Comme l'a justement relevé le premier juge Monsieur X se disant [B] [N] n'a pas remis de documents d'identité en cours de validité ; que s'il maintient être de nationalité libyenne, il n'en apporte nullement la preuve ; qu'il est connu sous de multiples identités; que le consulat de Libye a fait savoir le 11 juillet 2024 qu'il n'était pas reconnu comme libyen ; que les verifications effectuées à la borne URODAC ayant révélé qu'il a sollicité l'asile auprès de différents pays, une requête aux fins de reprise en charge a été adressée aux Pays-Bas le 22 juillet 2024 ; que les autorités néerlandaises ont refusé la reprise en charge le 31 juillet 2024 ; que le consulat de Tunisie a été saisi le 8 août 2024 ; qu'une audition consulaire est prévue le 28 août 2024 ; que l'administration justifie ainsi de l'accomplissement des diligences nécessaires à l'exécution de la mesure d'éloignement ; qu'il convient de rappeler que l'intéressé a été interpellé pour des faits d'usage de stupéfiants, vol et soustraction à une mesure d'éloignement ; qu'il peut être des lors considéré que sa présence sur le territoire national est constitutive d'une menace pour l'ordre public.
En l'absence d'éléments nouveaux soumis à son appréciation, la cour estime que le premier juge, par des motifs pertinents qu'elle approuve, a fait une exacte appréciation des faits de la cause et du droit des parties ; il convient en conséquence de confirmer la décision déférée en toutes ses dispositions.
PAR CES MOTIFS
Statuant publiquement, en matière civile et en dernier ressort,
Vu l'article 66 de la constitution du 4 octobre 1958,
Vu les articles L.741-1, L742-1 à L743-9 ; R741-3 et R.743-1 à L.743-19 et L.743-21 du Code de l'entrée et du séjour des étrangers et du droit d'asile ;
Vu le décret n° 2024-799 du 2 juillet 2024 pris pour l'application du titre VII de la loi n° 2024-42 du 26 janvier 2024 pour contrôler l'immigration, améliorer l'intégration, relatif à la simplification des règles du contentieux ;
CONSTATANT qu'aucune salle d'audience attribuée au ministère de la justice spécialement aménagée à proximité immédiate du lieu de rétention n'est disponible pour l'audience de ce jour ;
DECLARONS recevable l'appel interjeté par Monsieur [N] X SE DISANT [B]
alias X se disant [B] [N] (11/01/1993), X se disant [B] [X] (12/01/1984), X se disant [B] [X] (12/01/1994), X se disant [B] [J], X se disant [X] [C] ;
CONFIRMONS l'ordonnance déférée en toutes ses dispositions ;
RAPPELONS que, conformément à l'article R.743-20 du Code de l'Entrée et du Séjour des Etrangers et du Droit d'Asile, les intéressés peuvent former un pourvoi en cassation par lettre recommandée avec accusé de réception dans les deux mois de la notification de la présente décision à la Cour de cassation [Adresse 1].
Fait à la Cour d'Appel de NÎMES,
le 28 Août 2024 à
LE GREFFIER, LE PRESIDENT,
' Notification de la présente ordonnance a été donnée ce jour au Centre de rétention administrative de [Localité 2] à M. [N] X SE DISANT [B]
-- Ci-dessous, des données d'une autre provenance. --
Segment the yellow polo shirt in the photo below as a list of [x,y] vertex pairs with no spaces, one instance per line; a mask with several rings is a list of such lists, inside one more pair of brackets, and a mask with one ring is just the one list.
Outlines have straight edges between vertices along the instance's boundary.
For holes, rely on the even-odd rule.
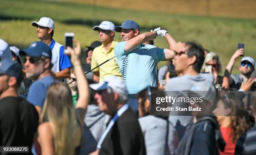
[[[92,52],[91,69],[115,56],[114,48],[118,43],[113,40],[108,51],[105,50],[103,44],[95,48]],[[95,69],[93,71],[100,71],[100,82],[103,81],[104,78],[108,75],[117,76],[123,79],[116,58]]]

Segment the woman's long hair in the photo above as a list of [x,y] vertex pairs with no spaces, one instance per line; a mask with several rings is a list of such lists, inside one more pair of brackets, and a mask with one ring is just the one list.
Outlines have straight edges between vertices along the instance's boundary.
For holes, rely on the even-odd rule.
[[204,62],[203,65],[202,67],[202,69],[201,69],[201,71],[203,72],[205,71],[205,64],[212,60],[216,60],[217,62],[218,67],[217,69],[217,71],[218,72],[218,73],[222,72],[222,65],[221,65],[221,62],[220,62],[220,60],[218,55],[213,52],[210,52],[205,55],[205,61]]
[[249,129],[249,120],[248,113],[243,110],[243,102],[237,97],[226,96],[221,98],[223,101],[224,108],[230,108],[231,122],[229,127],[231,132],[229,134],[233,142],[236,142],[239,138]]
[[75,114],[71,92],[65,85],[54,83],[48,89],[41,123],[53,125],[55,155],[73,155]]

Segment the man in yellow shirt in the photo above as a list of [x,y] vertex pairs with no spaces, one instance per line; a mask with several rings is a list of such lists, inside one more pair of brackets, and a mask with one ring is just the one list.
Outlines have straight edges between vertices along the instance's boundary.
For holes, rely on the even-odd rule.
[[[91,69],[115,56],[114,48],[118,42],[114,40],[114,30],[115,25],[108,21],[103,21],[99,25],[93,27],[93,30],[99,32],[100,41],[102,45],[93,50]],[[96,82],[103,81],[103,79],[108,75],[115,75],[122,78],[115,58],[96,68],[93,71],[93,80]]]

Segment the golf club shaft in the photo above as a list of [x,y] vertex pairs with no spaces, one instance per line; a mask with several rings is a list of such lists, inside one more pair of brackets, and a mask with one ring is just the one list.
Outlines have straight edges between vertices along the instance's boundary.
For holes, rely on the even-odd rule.
[[[107,62],[108,62],[108,61],[113,59],[113,58],[115,58],[115,56],[111,58],[110,59],[109,59],[107,60],[106,60],[106,61],[104,61],[104,62],[102,62],[102,63],[101,63],[98,66],[95,67],[94,68],[92,68],[92,69],[91,69],[91,70],[88,71],[88,72],[85,72],[84,73],[84,75],[86,75],[89,72],[91,72],[91,71],[92,71],[92,70],[94,70],[96,68],[98,68],[101,65],[102,65],[103,64],[104,64],[104,63]],[[67,85],[69,85],[69,84],[70,84],[70,83],[73,82],[74,82],[74,80],[73,80],[72,81],[71,81],[71,82],[70,82],[69,83],[68,83]]]

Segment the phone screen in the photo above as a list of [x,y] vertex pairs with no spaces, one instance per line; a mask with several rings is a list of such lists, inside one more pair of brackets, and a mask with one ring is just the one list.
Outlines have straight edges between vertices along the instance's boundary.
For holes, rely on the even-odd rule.
[[69,46],[71,48],[73,47],[73,37],[72,36],[66,36],[66,44],[65,48],[67,49],[67,46]]
[[205,72],[212,73],[212,66],[210,65],[206,65],[205,66]]
[[243,43],[238,43],[237,45],[237,49],[240,49],[240,48],[244,48],[244,44]]

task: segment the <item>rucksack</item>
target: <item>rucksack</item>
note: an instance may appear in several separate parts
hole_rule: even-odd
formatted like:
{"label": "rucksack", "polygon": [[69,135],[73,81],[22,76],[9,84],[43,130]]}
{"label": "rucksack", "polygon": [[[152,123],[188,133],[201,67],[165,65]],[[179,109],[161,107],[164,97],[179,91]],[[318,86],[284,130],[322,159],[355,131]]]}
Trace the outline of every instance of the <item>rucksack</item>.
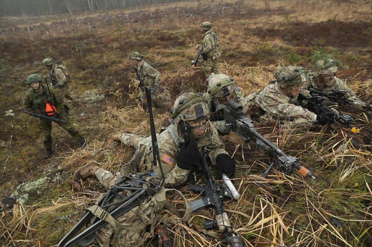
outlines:
{"label": "rucksack", "polygon": [[67,70],[67,68],[66,68],[66,66],[63,64],[59,64],[57,66],[57,68],[59,68],[62,70],[62,72],[63,72],[63,74],[65,74],[65,76],[66,76],[66,80],[67,81],[68,83],[71,82],[71,79],[70,77],[70,72],[68,71],[68,70]]}

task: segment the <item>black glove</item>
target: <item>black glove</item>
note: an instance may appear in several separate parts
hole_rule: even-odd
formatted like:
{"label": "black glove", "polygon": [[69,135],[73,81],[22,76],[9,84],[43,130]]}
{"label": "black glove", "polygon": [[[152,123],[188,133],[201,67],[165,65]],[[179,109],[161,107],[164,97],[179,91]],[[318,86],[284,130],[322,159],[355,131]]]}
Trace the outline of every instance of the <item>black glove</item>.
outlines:
{"label": "black glove", "polygon": [[218,180],[222,179],[222,172],[225,173],[229,178],[234,177],[235,163],[228,154],[219,154],[216,159],[216,163],[217,163],[217,171],[218,173]]}
{"label": "black glove", "polygon": [[335,124],[335,115],[336,113],[333,111],[323,112],[321,114],[316,115],[316,120],[321,125],[327,124]]}
{"label": "black glove", "polygon": [[184,143],[181,146],[179,158],[177,161],[178,167],[184,170],[191,170],[194,164],[200,162],[200,152],[198,149],[198,144],[195,139],[191,138],[190,144],[185,148]]}

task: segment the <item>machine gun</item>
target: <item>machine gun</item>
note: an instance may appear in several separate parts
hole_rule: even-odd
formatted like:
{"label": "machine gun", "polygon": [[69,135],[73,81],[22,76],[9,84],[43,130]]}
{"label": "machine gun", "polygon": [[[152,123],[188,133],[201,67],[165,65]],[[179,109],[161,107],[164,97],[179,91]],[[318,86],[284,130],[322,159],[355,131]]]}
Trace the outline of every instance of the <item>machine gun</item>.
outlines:
{"label": "machine gun", "polygon": [[332,89],[333,93],[324,93],[314,88],[309,88],[309,91],[311,93],[326,96],[330,100],[336,103],[339,105],[350,105],[352,106],[355,106],[368,110],[372,110],[372,103],[364,103],[358,100],[355,100],[355,99],[349,98],[347,96],[345,96],[347,94],[350,92],[349,90],[340,90],[340,89]]}
{"label": "machine gun", "polygon": [[[152,175],[151,172],[137,173],[136,175],[131,173],[128,176],[122,175],[115,183],[109,187],[109,191],[105,194],[97,205],[89,208],[89,212],[70,230],[67,234],[58,243],[58,247],[70,247],[80,242],[81,245],[87,245],[90,244],[96,237],[96,231],[108,224],[107,220],[112,221],[139,205],[150,197],[155,195],[163,188],[165,176],[161,167],[160,157],[159,154],[158,141],[154,124],[151,96],[150,87],[146,87],[146,92],[148,101],[147,103],[150,115],[150,129],[152,140],[153,155],[154,163],[157,165],[159,163],[162,177],[160,179]],[[123,196],[121,191],[125,191],[127,196]],[[114,199],[116,202],[112,202]],[[80,230],[87,224],[95,215],[91,221],[90,226],[87,227],[73,239],[70,239]]]}
{"label": "machine gun", "polygon": [[[212,104],[218,104],[212,100]],[[236,129],[236,133],[243,138],[247,144],[248,148],[251,149],[249,142],[252,141],[256,144],[258,149],[264,150],[267,152],[269,155],[274,158],[269,167],[261,176],[266,177],[274,165],[277,163],[278,169],[286,175],[291,175],[293,173],[295,168],[304,176],[312,178],[315,181],[315,177],[311,171],[301,165],[301,158],[290,156],[286,155],[279,148],[270,141],[260,135],[253,126],[253,121],[245,116],[243,112],[243,106],[232,100],[228,101],[228,106],[223,109],[223,118],[231,125]]]}
{"label": "machine gun", "polygon": [[203,65],[199,61],[200,57],[202,56],[202,52],[203,51],[203,44],[202,44],[202,46],[201,47],[200,47],[200,49],[199,47],[200,47],[200,46],[198,46],[198,48],[196,48],[196,49],[199,50],[199,52],[198,52],[198,54],[195,57],[195,59],[191,61],[191,65],[193,68],[194,68],[194,67],[195,67],[196,64],[198,63],[202,65],[203,67],[205,67],[205,65]]}
{"label": "machine gun", "polygon": [[348,114],[343,114],[333,108],[328,108],[327,106],[324,106],[321,103],[322,101],[324,100],[324,98],[322,97],[319,96],[314,93],[312,93],[311,97],[310,98],[306,97],[302,93],[300,93],[298,95],[298,100],[299,101],[306,100],[307,103],[305,108],[315,114],[320,114],[324,112],[332,112],[334,114],[334,119],[335,122],[341,124],[344,126],[350,128],[351,131],[355,134],[359,132],[360,130],[356,129],[355,127],[352,127],[350,126],[350,125],[354,122],[354,119],[351,116]]}
{"label": "machine gun", "polygon": [[72,122],[68,122],[66,120],[61,119],[59,118],[56,118],[55,117],[52,117],[50,116],[44,116],[44,115],[42,115],[41,114],[37,114],[37,113],[34,113],[33,112],[30,112],[29,111],[25,111],[23,110],[23,112],[27,114],[29,114],[31,116],[33,116],[35,117],[37,117],[38,118],[41,118],[41,119],[46,119],[48,120],[50,120],[51,121],[55,121],[56,122],[63,122],[64,124],[68,124],[69,125],[72,125],[76,126],[76,124],[73,124]]}
{"label": "machine gun", "polygon": [[223,183],[219,184],[212,178],[207,159],[205,156],[202,157],[202,166],[204,175],[208,181],[204,187],[194,184],[189,186],[189,190],[196,192],[203,192],[206,197],[190,203],[191,212],[196,212],[206,208],[213,207],[216,215],[215,219],[205,222],[206,230],[217,229],[223,236],[223,241],[227,246],[243,246],[241,235],[235,232],[230,224],[228,216],[223,208],[223,199],[226,197],[223,187]]}

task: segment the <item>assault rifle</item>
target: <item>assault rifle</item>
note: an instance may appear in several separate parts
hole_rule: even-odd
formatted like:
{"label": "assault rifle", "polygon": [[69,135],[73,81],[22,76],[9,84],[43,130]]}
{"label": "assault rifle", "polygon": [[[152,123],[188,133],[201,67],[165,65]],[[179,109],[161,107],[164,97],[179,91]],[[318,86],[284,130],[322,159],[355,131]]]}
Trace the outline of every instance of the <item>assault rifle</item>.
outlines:
{"label": "assault rifle", "polygon": [[[113,218],[116,219],[138,206],[155,195],[163,188],[165,177],[161,167],[158,141],[154,124],[151,107],[151,89],[150,87],[146,87],[146,90],[149,99],[147,103],[150,114],[153,155],[154,156],[153,162],[155,166],[157,165],[157,161],[159,163],[162,175],[162,178],[160,179],[161,181],[156,177],[152,176],[152,173],[149,172],[144,173],[137,173],[136,175],[130,174],[128,176],[125,176],[122,175],[114,184],[109,187],[109,191],[98,202],[97,205],[95,205],[88,209],[89,212],[62,238],[58,243],[58,247],[70,247],[78,242],[80,242],[82,245],[90,244],[96,237],[95,232],[108,224],[107,221],[113,221]],[[123,197],[119,194],[122,190],[131,191],[132,193],[127,197]],[[118,201],[111,202],[114,198]],[[109,209],[109,208],[110,209]],[[92,220],[90,226],[69,240],[84,225],[89,223],[95,215],[96,216]]]}
{"label": "assault rifle", "polygon": [[198,48],[196,48],[196,49],[199,50],[199,52],[198,52],[198,54],[195,57],[195,59],[191,61],[191,65],[193,68],[194,68],[194,67],[195,67],[196,64],[198,63],[202,65],[203,66],[205,67],[205,65],[203,65],[199,61],[200,57],[202,56],[202,51],[203,51],[203,44],[202,44],[202,46],[201,47],[200,47],[200,49],[199,47],[200,47],[200,46],[198,46]]}
{"label": "assault rifle", "polygon": [[[212,100],[212,105],[215,108],[219,103]],[[223,109],[223,118],[226,120],[227,125],[232,125],[236,129],[236,133],[243,138],[251,149],[249,142],[252,141],[256,144],[258,150],[264,150],[269,155],[274,158],[270,165],[261,176],[266,177],[272,169],[274,165],[277,163],[278,169],[286,175],[290,175],[295,168],[304,176],[312,178],[314,181],[315,177],[311,171],[301,165],[301,158],[290,156],[286,155],[279,148],[270,141],[265,139],[260,135],[253,126],[253,121],[245,116],[243,112],[243,106],[232,100],[228,101],[228,105]]]}
{"label": "assault rifle", "polygon": [[37,117],[38,118],[41,118],[41,119],[46,119],[48,120],[50,120],[51,121],[55,121],[56,122],[63,122],[64,124],[68,124],[69,125],[72,125],[76,126],[76,124],[73,124],[72,122],[68,122],[66,120],[63,120],[59,118],[56,118],[55,117],[52,117],[50,116],[44,116],[44,115],[42,115],[41,114],[37,114],[37,113],[34,113],[33,112],[30,112],[29,111],[25,111],[23,110],[23,112],[27,114],[29,114],[30,115],[34,116],[35,117]]}
{"label": "assault rifle", "polygon": [[332,89],[333,93],[327,93],[314,88],[309,88],[309,91],[311,93],[314,93],[318,95],[326,96],[331,101],[337,103],[339,105],[350,105],[355,106],[367,110],[372,110],[372,103],[364,103],[363,102],[349,98],[345,96],[346,94],[350,92],[349,90],[340,90],[340,89]]}
{"label": "assault rifle", "polygon": [[333,108],[329,108],[324,106],[321,103],[322,101],[324,100],[324,98],[317,95],[314,93],[311,94],[311,98],[306,96],[302,93],[300,93],[298,95],[298,100],[299,101],[306,100],[307,102],[305,108],[317,114],[320,114],[324,112],[332,112],[334,114],[333,117],[335,122],[341,124],[344,126],[350,128],[351,131],[355,134],[359,132],[359,129],[356,129],[355,127],[352,127],[350,126],[350,125],[354,122],[354,118],[348,114],[343,114]]}

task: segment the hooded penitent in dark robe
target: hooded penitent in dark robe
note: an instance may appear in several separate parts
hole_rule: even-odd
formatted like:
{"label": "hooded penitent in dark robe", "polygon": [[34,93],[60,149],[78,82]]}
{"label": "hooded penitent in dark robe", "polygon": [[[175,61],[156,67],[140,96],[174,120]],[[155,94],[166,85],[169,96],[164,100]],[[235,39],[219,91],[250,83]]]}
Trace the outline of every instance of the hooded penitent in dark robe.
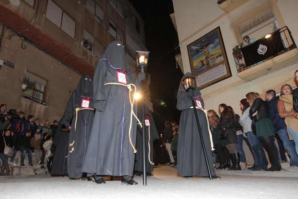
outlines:
{"label": "hooded penitent in dark robe", "polygon": [[[183,176],[208,176],[202,143],[199,135],[195,113],[190,97],[187,95],[181,82],[187,77],[193,77],[190,72],[183,76],[180,81],[177,98],[177,108],[182,111],[179,123],[179,137],[177,148],[177,171]],[[201,93],[196,87],[195,100],[200,101],[202,108],[204,102]],[[209,165],[212,175],[215,175],[213,166],[211,141],[206,115],[201,109],[196,108],[205,144]]]}
{"label": "hooded penitent in dark robe", "polygon": [[[138,118],[140,121],[142,121],[142,106],[139,104],[138,106]],[[153,141],[159,139],[159,137],[157,132],[157,130],[155,127],[155,124],[153,121],[152,115],[149,111],[148,106],[145,105],[145,120],[149,121],[150,125],[150,161],[153,162]],[[149,147],[148,141],[149,140],[149,126],[147,126],[145,121],[145,155],[146,161],[146,172],[149,172],[153,171],[153,165],[151,164],[148,160],[148,153]],[[142,122],[142,121],[141,121]],[[144,127],[144,126],[143,126]],[[138,152],[136,154],[135,157],[134,168],[135,171],[142,172],[143,171],[143,129],[141,126],[138,125],[136,132],[136,148]]]}
{"label": "hooded penitent in dark robe", "polygon": [[[70,100],[72,100],[72,99]],[[65,113],[63,116],[64,115]],[[66,157],[68,151],[69,132],[66,131],[65,126],[61,123],[62,119],[59,122],[51,148],[51,150],[55,152],[51,171],[51,174],[52,175],[68,174]]]}
{"label": "hooded penitent in dark robe", "polygon": [[70,178],[80,178],[83,175],[83,162],[94,117],[92,83],[89,75],[81,78],[77,89],[72,92],[61,122],[67,126],[71,121],[67,157]]}
{"label": "hooded penitent in dark robe", "polygon": [[[84,160],[84,172],[132,176],[134,154],[129,136],[131,111],[129,90],[123,85],[106,84],[123,83],[123,79],[120,79],[125,74],[127,84],[134,84],[137,87],[137,81],[126,70],[127,67],[122,43],[112,42],[98,61],[94,74],[93,101],[96,110]],[[134,106],[136,114],[135,103]],[[134,145],[137,121],[131,117],[131,137]]]}

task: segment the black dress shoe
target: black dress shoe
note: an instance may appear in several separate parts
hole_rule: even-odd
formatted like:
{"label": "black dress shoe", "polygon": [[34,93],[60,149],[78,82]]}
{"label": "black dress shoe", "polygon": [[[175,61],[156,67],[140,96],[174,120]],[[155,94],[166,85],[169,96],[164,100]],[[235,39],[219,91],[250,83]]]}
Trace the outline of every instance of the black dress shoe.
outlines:
{"label": "black dress shoe", "polygon": [[123,178],[121,180],[121,184],[126,184],[128,186],[137,186],[138,183],[132,179],[131,179],[128,181],[124,180]]}
{"label": "black dress shoe", "polygon": [[92,176],[92,179],[93,181],[96,184],[105,184],[105,181],[103,179],[103,178],[100,178],[97,180],[95,179],[95,176]]}
{"label": "black dress shoe", "polygon": [[[204,176],[205,178],[205,179],[209,179],[209,176]],[[212,179],[214,179],[214,180],[219,180],[221,178],[219,176],[218,176],[216,175],[214,175],[212,176]]]}
{"label": "black dress shoe", "polygon": [[190,179],[193,178],[193,176],[191,175],[189,175],[187,176],[183,176],[183,177],[184,177],[185,178]]}

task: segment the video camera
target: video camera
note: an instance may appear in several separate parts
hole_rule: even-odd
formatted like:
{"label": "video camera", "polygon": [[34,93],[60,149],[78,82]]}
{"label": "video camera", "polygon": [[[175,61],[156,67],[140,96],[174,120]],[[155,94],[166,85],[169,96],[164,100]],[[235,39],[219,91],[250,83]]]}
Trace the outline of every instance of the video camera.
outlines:
{"label": "video camera", "polygon": [[3,123],[5,121],[5,118],[8,116],[9,120],[11,121],[14,119],[17,119],[20,118],[20,116],[17,114],[17,109],[10,109],[5,114],[0,113],[0,121]]}

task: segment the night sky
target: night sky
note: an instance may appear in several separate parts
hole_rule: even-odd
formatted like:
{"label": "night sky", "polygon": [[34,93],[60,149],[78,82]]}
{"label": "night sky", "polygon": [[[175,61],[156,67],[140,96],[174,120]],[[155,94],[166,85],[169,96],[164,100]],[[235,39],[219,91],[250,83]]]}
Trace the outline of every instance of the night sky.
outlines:
{"label": "night sky", "polygon": [[146,47],[150,52],[148,71],[151,76],[153,115],[160,133],[166,121],[176,120],[179,124],[181,114],[176,108],[173,91],[179,87],[183,74],[180,68],[176,68],[173,50],[178,41],[170,16],[174,12],[173,2],[172,0],[130,1],[145,21]]}

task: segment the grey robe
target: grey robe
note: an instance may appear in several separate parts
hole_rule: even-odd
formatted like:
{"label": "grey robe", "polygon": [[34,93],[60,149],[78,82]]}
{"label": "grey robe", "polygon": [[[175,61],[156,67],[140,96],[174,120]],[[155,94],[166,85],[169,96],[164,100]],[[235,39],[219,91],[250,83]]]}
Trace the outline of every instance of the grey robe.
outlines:
{"label": "grey robe", "polygon": [[[177,171],[183,176],[208,176],[208,172],[204,156],[202,144],[195,121],[190,98],[187,97],[181,82],[187,77],[192,77],[190,72],[183,76],[180,81],[177,98],[177,108],[182,111],[179,123],[179,136],[177,148]],[[197,88],[194,96],[200,99],[203,108],[204,102]],[[212,175],[215,175],[213,166],[212,153],[208,130],[208,121],[203,110],[196,109],[201,125],[202,133]]]}
{"label": "grey robe", "polygon": [[[84,172],[90,174],[132,176],[135,155],[128,137],[131,109],[129,90],[123,86],[104,85],[118,83],[118,70],[122,72],[127,66],[122,46],[119,41],[111,43],[95,69],[94,101],[106,104],[103,112],[95,112],[83,166]],[[128,84],[138,86],[131,72],[125,71],[125,74]],[[135,104],[134,108],[136,114]],[[132,117],[131,135],[134,145],[137,124]]]}
{"label": "grey robe", "polygon": [[[138,118],[140,121],[142,121],[142,106],[141,104],[138,106]],[[150,160],[153,162],[153,141],[159,139],[159,137],[157,132],[157,130],[155,127],[155,124],[153,120],[152,114],[150,112],[148,106],[145,107],[145,119],[147,118],[149,119],[150,123]],[[148,117],[148,118],[147,118]],[[148,141],[149,140],[148,126],[145,126],[145,157],[146,161],[146,172],[149,172],[153,171],[153,165],[149,162],[148,160],[148,153],[149,147],[148,146]],[[137,152],[136,154],[135,158],[134,168],[135,171],[143,172],[143,129],[139,125],[138,125],[136,132],[136,148]]]}

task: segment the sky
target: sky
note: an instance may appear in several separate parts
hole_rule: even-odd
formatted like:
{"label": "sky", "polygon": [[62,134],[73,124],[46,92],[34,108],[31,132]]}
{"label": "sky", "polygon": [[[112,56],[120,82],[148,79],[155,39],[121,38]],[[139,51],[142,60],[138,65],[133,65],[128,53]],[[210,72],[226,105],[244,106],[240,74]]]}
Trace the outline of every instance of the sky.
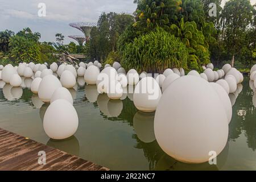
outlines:
{"label": "sky", "polygon": [[[253,5],[256,0],[250,0]],[[222,6],[226,0],[222,1]],[[40,3],[46,5],[46,16],[39,16]],[[82,35],[69,23],[97,23],[102,12],[132,14],[137,5],[133,0],[0,0],[0,31],[15,32],[25,27],[41,34],[41,42],[53,42],[56,33],[65,36],[64,43],[73,41],[68,35]],[[40,11],[42,12],[42,11]]]}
alias X se disant [B] [N] (11/01/1993), X se disant [B] [X] (12/01/1984), X se disant [B] [X] (12/01/1994), X se disant [B] [J], X se disant [X] [C].
Le à H
Signature du retenu
Copie de cette ordonnance remise, ce jour, par courriel à :
Monsieur [N] X SE DISANT [B]
alias X se disant [B] [N] (11/01/1193), X se disant [B] [X] (12/01/1984), X se disant [B] [X] (12/01/1994), X se disant [B] [J], X se disant [X] [C], pour notification par le CRA,
Me Me Patricia PERRIEN, avocat,
M. Le Préfet de l'Hérault,
M. Le Directeur du CRA de [Localité 2],
Le Ministère Public près la Cour d'Appel de NIMES,
M. / Mme Le Juge des libertés et de la détention.